Parvatasana – The Mountain Pose

“Yoga takes you to close to your true nature. Yoga with its techniques helps you to harmonize with nature, Peace is our very nature, and Yoga leads you to inner peace” – Anonymous



In Parvatasana, the body assumes the shape of a mountain, i.e. the two arms join at a point on top. This looks like a mountain peak with a broad base. Therefore this Asana is called Parvatasana

Contraindications: Persons with a hunched back, acute trouble in the spinal column or shoulder pain, stiff knees and stiffness or pain in elbow joints should avoid this practice

Starting Position

  1. Sit in a comfortable position preferably in Padmasana or Ardh Padmasana, if sitting in Padmasana is difficult due to stiff knees, one can sit in Sukhasana
  2. Join both the hands as in Namaskar Mudra,  keep both the hands near the diaphragm, slightly away from the body, elbows outward and forearms in a line parallel to the ground
  3. Raise the joined palms slowly along the central vertical line of the body to the middle of the chest keep raising it along the center-line of the body to the level of the lips, the nose, forehead, keep raising the joined palms and let them go above the head
  4. Now stretch the shoulders upwards, straighten the elbows, keeping the joined hands straight let the upper arms touch the respective ears
  5. Maintain this upward stretch in such a way that a pleasurable pull is experienced from the hips to the finger tips.
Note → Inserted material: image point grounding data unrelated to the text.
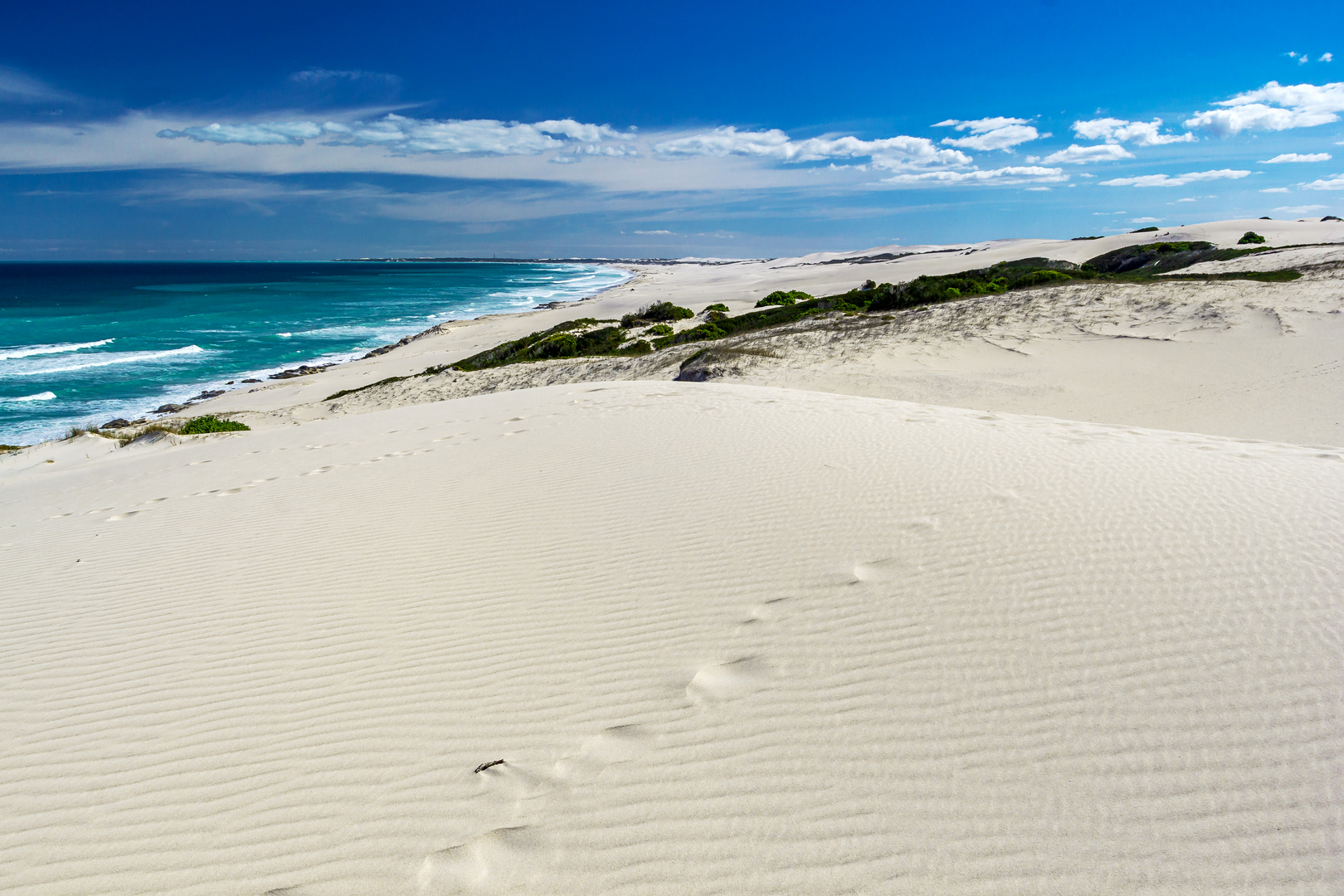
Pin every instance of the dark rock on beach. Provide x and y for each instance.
(303, 370)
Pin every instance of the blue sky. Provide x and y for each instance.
(308, 130)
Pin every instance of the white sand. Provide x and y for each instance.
(728, 638)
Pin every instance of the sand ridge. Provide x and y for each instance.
(780, 631)
(726, 638)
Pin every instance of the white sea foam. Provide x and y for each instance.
(106, 360)
(37, 397)
(28, 351)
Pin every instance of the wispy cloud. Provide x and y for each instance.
(890, 152)
(990, 134)
(409, 136)
(1337, 182)
(1176, 180)
(1077, 155)
(1273, 108)
(1011, 175)
(1142, 134)
(17, 88)
(1293, 156)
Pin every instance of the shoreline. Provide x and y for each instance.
(873, 597)
(192, 395)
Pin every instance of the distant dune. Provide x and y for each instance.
(1031, 592)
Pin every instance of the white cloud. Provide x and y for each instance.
(1293, 156)
(1077, 155)
(1274, 108)
(258, 134)
(1331, 183)
(1012, 175)
(17, 88)
(990, 134)
(889, 153)
(413, 136)
(1179, 180)
(1142, 134)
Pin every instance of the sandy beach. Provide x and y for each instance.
(1034, 592)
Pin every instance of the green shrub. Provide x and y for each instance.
(210, 423)
(780, 297)
(656, 314)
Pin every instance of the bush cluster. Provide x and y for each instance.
(780, 297)
(210, 423)
(656, 314)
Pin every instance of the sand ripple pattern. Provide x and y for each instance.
(726, 638)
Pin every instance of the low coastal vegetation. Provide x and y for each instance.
(212, 423)
(657, 314)
(780, 297)
(589, 338)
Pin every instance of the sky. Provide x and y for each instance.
(305, 130)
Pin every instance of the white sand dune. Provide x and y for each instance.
(726, 638)
(747, 635)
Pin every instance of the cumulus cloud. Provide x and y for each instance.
(1177, 180)
(1293, 156)
(889, 152)
(990, 134)
(1274, 108)
(413, 136)
(1142, 134)
(1335, 182)
(1077, 155)
(327, 75)
(1011, 175)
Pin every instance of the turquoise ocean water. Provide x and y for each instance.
(84, 343)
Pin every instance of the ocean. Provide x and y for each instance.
(88, 342)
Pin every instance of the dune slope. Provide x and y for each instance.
(726, 640)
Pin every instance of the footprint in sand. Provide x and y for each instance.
(728, 680)
(621, 743)
(498, 861)
(765, 611)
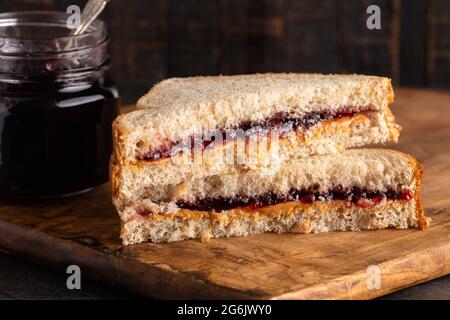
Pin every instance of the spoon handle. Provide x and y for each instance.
(90, 12)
This is the final stage of Parvatasana, you can keep your gaze steady, directed straight ahead or you can keep your eyes closed.
  6. Do not hold your breath when you reach the final stage of the asana, there is an involuntary tendency to hold the breath. Maintain normal breathing throughout; just be aware of your breath. Do Pranadharana*
  7. Maintain the final posture of Parvatasana for 5-10 breaths and perform 2-4 rounds and after sufficient practice perform 2 rounds of the asana for duration of 1-3 minutes each.
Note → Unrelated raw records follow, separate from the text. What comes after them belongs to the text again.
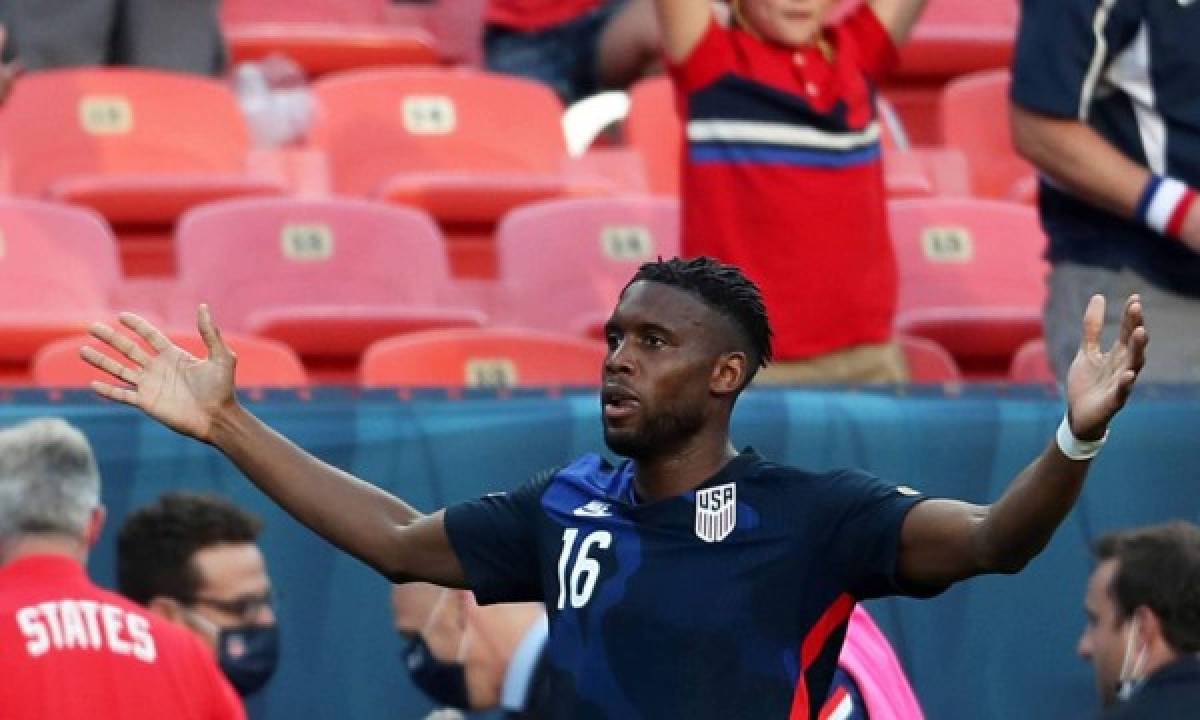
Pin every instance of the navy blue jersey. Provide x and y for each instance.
(729, 601)
(1129, 70)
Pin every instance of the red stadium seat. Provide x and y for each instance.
(58, 270)
(465, 145)
(137, 145)
(261, 361)
(975, 120)
(928, 361)
(653, 129)
(971, 276)
(324, 35)
(327, 277)
(1031, 364)
(564, 263)
(483, 358)
(960, 36)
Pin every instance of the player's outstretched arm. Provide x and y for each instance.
(943, 541)
(196, 397)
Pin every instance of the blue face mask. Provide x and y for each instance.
(247, 655)
(444, 682)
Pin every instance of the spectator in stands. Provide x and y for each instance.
(69, 649)
(1104, 107)
(477, 658)
(195, 559)
(1143, 633)
(783, 172)
(472, 658)
(178, 35)
(577, 47)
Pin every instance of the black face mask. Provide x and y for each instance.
(247, 655)
(443, 682)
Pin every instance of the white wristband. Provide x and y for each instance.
(1075, 448)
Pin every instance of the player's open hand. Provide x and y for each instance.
(1098, 383)
(167, 383)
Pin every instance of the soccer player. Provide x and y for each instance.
(693, 580)
(69, 649)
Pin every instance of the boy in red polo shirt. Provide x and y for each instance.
(783, 175)
(69, 649)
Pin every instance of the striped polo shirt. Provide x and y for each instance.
(783, 177)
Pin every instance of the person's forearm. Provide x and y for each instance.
(898, 16)
(1080, 160)
(354, 515)
(1021, 522)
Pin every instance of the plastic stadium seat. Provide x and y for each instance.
(483, 358)
(564, 263)
(261, 361)
(327, 277)
(1031, 364)
(928, 361)
(466, 145)
(323, 35)
(971, 276)
(960, 36)
(138, 145)
(975, 120)
(653, 129)
(58, 270)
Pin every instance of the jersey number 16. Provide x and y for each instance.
(581, 581)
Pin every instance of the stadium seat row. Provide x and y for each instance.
(142, 147)
(330, 276)
(468, 358)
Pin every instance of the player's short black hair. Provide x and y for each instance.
(1158, 567)
(724, 288)
(156, 544)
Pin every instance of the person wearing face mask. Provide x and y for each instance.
(1143, 634)
(195, 559)
(472, 658)
(70, 649)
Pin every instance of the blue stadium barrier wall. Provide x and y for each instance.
(991, 648)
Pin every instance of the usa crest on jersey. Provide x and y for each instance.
(717, 513)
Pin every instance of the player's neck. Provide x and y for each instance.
(43, 545)
(684, 469)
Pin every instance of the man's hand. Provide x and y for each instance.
(1099, 383)
(181, 391)
(1191, 233)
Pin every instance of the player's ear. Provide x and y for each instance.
(167, 607)
(729, 373)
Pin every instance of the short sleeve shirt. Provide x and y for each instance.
(1129, 70)
(727, 601)
(783, 177)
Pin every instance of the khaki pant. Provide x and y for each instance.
(868, 364)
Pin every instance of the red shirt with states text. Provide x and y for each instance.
(72, 651)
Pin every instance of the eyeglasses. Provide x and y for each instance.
(245, 607)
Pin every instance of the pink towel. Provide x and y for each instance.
(868, 658)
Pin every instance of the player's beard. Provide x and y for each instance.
(658, 435)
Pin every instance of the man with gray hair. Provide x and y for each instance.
(70, 649)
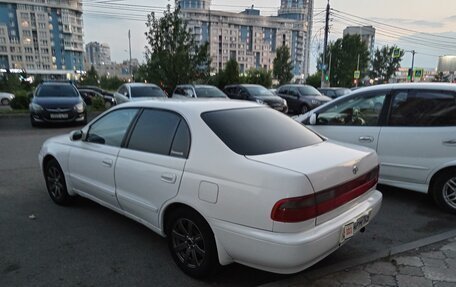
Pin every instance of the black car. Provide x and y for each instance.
(256, 93)
(301, 98)
(57, 102)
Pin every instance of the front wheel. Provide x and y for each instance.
(444, 190)
(56, 184)
(192, 244)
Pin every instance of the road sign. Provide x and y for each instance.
(356, 74)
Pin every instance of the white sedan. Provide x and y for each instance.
(224, 181)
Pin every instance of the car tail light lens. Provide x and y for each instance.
(296, 209)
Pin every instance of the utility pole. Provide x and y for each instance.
(325, 46)
(129, 49)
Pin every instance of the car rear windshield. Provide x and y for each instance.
(308, 90)
(144, 92)
(55, 91)
(255, 131)
(209, 92)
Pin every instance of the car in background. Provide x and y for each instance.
(57, 102)
(301, 98)
(138, 92)
(6, 98)
(334, 92)
(89, 94)
(194, 171)
(256, 93)
(411, 126)
(198, 91)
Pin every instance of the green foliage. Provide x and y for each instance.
(90, 78)
(384, 64)
(21, 100)
(259, 76)
(344, 58)
(98, 103)
(172, 55)
(282, 65)
(314, 80)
*Pranadharana: is the simplest yet effective method of engaging the mind, making it pointed and preparing it for meditaion. ‘Prana’ means breath and ‘Dharana’ is fixation of mind, hence ‘Pranadharana’ means fixation of the mind over the breath or Breath-awareness.
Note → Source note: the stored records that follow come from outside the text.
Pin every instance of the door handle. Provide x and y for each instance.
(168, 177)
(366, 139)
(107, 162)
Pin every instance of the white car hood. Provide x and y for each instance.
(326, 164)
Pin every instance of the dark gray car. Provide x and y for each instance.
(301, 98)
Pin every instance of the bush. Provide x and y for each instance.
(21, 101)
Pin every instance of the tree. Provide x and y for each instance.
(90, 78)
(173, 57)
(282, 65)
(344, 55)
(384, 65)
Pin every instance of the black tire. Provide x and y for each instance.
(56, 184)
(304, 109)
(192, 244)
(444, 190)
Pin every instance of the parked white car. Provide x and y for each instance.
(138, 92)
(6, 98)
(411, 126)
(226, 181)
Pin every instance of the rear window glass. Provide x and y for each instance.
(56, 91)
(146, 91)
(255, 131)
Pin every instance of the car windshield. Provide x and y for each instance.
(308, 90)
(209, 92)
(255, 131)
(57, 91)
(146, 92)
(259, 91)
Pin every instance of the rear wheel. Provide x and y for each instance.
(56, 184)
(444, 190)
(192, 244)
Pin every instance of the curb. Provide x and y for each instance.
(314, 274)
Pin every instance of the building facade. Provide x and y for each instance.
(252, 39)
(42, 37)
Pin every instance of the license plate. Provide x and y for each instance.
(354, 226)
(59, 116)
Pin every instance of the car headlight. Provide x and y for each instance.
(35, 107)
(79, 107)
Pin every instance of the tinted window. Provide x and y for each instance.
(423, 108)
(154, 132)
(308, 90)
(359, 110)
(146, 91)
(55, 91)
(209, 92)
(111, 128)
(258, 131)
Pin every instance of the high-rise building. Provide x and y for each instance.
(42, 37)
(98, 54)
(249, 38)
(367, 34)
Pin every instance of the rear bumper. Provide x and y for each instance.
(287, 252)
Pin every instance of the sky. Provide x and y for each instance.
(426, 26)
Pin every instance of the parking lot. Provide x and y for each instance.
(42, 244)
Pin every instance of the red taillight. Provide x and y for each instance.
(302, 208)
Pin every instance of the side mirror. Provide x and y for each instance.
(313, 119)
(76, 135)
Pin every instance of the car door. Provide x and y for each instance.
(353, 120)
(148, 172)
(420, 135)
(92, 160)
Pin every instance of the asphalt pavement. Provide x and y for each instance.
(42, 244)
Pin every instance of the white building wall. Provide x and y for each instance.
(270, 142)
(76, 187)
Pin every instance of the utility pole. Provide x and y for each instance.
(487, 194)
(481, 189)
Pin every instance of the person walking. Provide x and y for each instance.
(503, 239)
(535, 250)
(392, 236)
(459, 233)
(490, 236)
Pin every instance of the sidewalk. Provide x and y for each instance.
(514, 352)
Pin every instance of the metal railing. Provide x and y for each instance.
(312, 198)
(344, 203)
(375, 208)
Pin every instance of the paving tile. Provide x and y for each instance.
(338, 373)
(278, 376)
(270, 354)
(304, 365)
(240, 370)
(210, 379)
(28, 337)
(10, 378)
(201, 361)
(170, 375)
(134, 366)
There are three levels of Pranadharana but for now we will just focus on one thing at a time, concentrate on the first level and try to train our mind to remain on one topic i.e. breath

Level 1 –

Pranadharana Pratham (Fixation of the Mind) is simply counting of the breath cycles, One inhalation and one exhalation is one round, one breath.

Benefits:


1. The Thoracic cage becomes flexible and the breathing capacity is increased. Because of this, respiratory problems such as asthma, breathlessness, etc. are kept at bay


2. Parvatasana is a good preparatory practice for pranayama, meditation


3. Because of the stretch on the spinal column, the blood circulation within the vertebral region improves and therefore, the vitality and functional efficiency of the nerves coming out of the vertebrae improves considerably


4. Unnatural curvature of the spine and minor displacement of the vertebrae are corrected

5. Parvatasana is very beneficial for adolescent girls. The stunted development of the bust (and in elderly women the overdevelopment or sagging of the breasts) is corrected by the daily practice of this Asana and the breasts attain a proper tone. Hence this Asana is especially beneficial to women after delivery.

So Friends, Include this Asana in your daily practice and derive maximum benefits from it.